At the same time, service users and local residents could be allowed to vote on whether to run primary schools, Sure Start centres, youth clubs and other facilities into citizen-led 'mutuals'. Residents could also have greater control of housing estates through co-operatives and so-called 'micro-mutuals' could enable people to make use of personalised budgets for care service users.

At present, the employee-owned company Greenwich Leisure runs Lambeth's leisure centres and the area has more housing estates run by residents than any other borough in the capital.

Council leader Steve Reed said: "We are all looking at a reduction of 20 per cent of funding from central government, and no council can afford to keep on doing what it's been doing. But while Barnet have come up with a plan to pare back what services they offer, we don't want to. Instead we're looking at a different settlement that will move the boundaries of who does what, getting users involved in putting together the services they want. Mutual and co-operative values will be our compass. We'll give the voters a clear choice – cuts if you vote Tory but with us, not only fewer cuts, but also positive side-effects around community cohesion."

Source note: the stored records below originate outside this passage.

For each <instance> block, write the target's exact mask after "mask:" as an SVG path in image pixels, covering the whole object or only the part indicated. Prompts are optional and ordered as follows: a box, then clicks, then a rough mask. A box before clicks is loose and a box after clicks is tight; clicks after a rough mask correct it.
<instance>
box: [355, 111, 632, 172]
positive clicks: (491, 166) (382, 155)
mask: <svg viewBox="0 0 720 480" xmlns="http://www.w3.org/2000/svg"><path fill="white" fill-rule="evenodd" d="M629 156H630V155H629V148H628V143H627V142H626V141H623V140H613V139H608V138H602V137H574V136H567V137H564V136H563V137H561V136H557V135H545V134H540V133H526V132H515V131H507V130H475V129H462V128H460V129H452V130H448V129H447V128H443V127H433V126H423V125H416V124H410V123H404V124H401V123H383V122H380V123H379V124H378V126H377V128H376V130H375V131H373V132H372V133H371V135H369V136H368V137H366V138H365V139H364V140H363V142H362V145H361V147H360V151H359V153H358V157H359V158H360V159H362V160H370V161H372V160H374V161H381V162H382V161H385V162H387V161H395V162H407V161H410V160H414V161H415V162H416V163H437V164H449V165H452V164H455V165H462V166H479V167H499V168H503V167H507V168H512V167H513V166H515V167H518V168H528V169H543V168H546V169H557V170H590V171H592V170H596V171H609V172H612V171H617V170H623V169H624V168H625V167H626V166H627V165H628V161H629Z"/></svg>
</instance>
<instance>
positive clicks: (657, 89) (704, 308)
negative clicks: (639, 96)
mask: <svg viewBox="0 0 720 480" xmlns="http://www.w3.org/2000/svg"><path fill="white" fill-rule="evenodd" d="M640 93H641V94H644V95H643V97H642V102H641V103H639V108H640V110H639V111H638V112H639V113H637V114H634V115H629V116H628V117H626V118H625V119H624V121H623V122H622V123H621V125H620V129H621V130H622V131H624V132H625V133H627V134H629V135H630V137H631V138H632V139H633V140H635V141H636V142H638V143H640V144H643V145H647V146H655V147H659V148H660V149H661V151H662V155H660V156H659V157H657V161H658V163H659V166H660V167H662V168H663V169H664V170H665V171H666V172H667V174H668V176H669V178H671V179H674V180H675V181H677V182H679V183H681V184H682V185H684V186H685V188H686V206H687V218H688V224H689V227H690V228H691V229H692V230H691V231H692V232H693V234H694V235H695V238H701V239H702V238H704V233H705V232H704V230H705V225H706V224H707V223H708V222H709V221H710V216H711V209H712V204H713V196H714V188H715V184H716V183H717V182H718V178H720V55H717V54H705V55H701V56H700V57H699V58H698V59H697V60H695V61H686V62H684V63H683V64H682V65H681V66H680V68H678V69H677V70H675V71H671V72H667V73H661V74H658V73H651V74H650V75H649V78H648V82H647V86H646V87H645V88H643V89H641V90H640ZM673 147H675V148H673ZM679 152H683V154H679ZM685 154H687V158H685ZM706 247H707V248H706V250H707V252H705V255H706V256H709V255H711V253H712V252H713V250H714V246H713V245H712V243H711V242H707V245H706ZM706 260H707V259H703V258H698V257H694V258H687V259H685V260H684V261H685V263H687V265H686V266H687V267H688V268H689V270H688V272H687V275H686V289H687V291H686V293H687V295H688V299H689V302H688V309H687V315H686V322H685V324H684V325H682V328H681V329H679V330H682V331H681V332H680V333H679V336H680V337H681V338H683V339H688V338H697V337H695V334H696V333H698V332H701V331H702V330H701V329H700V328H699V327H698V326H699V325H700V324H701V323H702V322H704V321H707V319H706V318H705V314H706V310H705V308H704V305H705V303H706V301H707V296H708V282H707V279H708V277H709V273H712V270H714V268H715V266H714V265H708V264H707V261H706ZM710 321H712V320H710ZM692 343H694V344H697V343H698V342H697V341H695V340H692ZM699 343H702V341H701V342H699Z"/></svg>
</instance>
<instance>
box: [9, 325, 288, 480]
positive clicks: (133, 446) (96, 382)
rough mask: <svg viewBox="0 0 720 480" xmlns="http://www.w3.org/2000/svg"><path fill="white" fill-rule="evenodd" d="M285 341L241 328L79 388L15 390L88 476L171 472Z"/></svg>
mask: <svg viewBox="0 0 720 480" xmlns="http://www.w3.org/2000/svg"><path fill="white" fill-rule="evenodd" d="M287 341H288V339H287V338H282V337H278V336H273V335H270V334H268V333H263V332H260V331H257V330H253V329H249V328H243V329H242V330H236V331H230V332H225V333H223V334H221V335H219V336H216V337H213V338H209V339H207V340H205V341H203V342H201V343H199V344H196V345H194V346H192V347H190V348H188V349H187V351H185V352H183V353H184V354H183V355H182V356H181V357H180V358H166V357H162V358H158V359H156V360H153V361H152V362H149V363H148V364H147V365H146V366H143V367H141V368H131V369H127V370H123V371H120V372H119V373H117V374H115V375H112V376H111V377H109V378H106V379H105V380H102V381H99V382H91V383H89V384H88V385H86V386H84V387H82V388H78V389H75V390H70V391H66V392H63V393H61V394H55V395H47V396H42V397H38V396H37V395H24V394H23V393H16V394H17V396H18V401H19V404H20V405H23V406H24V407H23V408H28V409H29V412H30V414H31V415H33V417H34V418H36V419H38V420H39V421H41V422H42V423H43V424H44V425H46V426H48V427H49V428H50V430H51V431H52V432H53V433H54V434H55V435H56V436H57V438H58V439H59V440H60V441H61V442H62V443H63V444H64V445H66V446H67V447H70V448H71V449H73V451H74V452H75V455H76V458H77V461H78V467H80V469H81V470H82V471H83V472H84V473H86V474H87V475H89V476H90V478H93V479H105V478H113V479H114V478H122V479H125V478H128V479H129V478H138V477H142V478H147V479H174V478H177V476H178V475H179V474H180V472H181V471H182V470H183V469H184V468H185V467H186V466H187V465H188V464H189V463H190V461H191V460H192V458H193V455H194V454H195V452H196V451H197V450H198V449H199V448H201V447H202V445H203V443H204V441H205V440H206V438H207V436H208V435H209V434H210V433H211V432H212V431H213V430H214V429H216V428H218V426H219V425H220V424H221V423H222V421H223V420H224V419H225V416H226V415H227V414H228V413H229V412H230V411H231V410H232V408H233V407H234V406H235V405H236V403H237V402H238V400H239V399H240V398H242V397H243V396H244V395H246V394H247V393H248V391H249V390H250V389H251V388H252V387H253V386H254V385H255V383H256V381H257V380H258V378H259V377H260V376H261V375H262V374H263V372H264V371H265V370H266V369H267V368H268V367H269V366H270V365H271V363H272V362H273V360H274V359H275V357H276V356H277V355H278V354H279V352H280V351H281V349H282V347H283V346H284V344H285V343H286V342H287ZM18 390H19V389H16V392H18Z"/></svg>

Cabinet Office minister Tessa Jowell said: "Modern mutualism speaks directly to what local people want from their local councils. The mutual movement is one that will be grassroots-led, not Whitehall-imposed – which is why the leadership that the people of Lambeth are proposing to show is so important."

Trials of a new way of involving local people in public spending decisions are said to have been so successful that the government's rural watchdog the Commission for Rural Communities (CRC) now wants more rural local authorities to adopt what is termed 'participatory budgeting' through the Participatory Budgeting Unit.

CRC executive director Crispin Moor said: "Participatory budgeting offers rural people their own say in local community investments. We now have practical examples of people deciding local priorities and allocating resources across a wide range of services including community safety schemes, health awareness campaigns, parish footpaths and much more. This approach can bring communities together, help people understand the complexities of public budget-setting and deliver public services which better meet local needs."

• Barnet's 'easyCouncil' has announced that it is looking to part privatise its planning service by selling the department to managers and staff or setting up a joint venture with the private sector.